3. Dengan telah dilakukannya sumpah decisoir, sumpah yang bersifat menentukan maka peristiwa yang menjadi sengketa yang dimintakan sumpah dianggap terbukti dan tidak memerlukan pembuktian lebih lanjut.
4. Telah menjadi pendapat umum bahwa dalam bantahan kurang cukup atau dalam hal diajukan referte, maka pembuktian tidak diperlukan dan hakim tidak boleh membebani para pihak dengan pembuktian. (Sudikno Mertokusumo, 1981:99)

E. Alat-Alat Bukti
Alat-alat bukti menurut pasal 284 RBG / 164 HIR / 1866 KUHPerdata adalah sebagai berikut:
1. Surat
Alat bukti tulisan atau surat diatur pada pasal 165 – 167 HIR / 282 – 305 RBG dan pasal 1867 – 1894 KUHPerdata.
Alat bukti tulisan atau surat ialah segala sesuatu yang memuat tanda-tanda bacaan yang biasa dimengerti dan mengandung suatu pikiran tertentu. Tanda-tanda bacaan yang dimaksudkan misalnya huruf latin, huruf arab, huruf kanji dan lain sebagainya.
Alat bukti tulisan atau surat yaitu seperti akta.

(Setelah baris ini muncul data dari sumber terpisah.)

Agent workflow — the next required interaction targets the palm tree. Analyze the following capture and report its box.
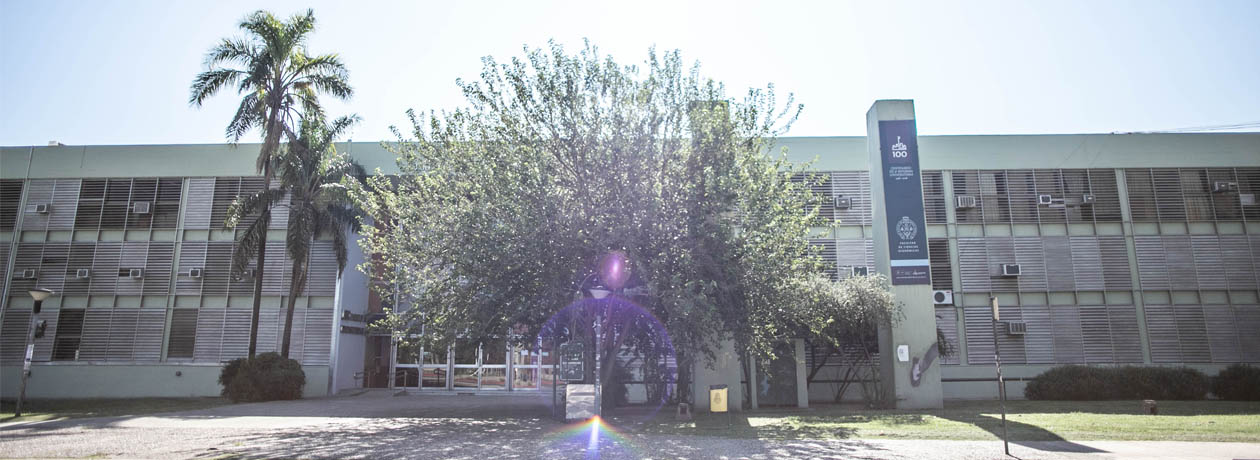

Akta ialah surat atau tulisan yang dibuat dengan sengaja untuk dijadikan bukti tentang suatu peristiwa dan ditandatangani oleh pembuatnya. Akta terbagi menjadi dua macam yaitu:
- Akta otentik dan
- Akta di bawah tangan
Akta otentik yaitu surat yang dibuat menurut ketentuan Undang-Undang oleh atau dihadapan pejabat umum yang berkuasa untuk membuat surat itu, memberikan bukti yang cukup bagi kedua belah pihak dan ahli warisnya dan sekalian orang yang mendapat hak darinya tentang segala hal yang tersebut di dalam surat itu. (Pasal 165 HIR / 285 RBG / 1870 KUHPerdata).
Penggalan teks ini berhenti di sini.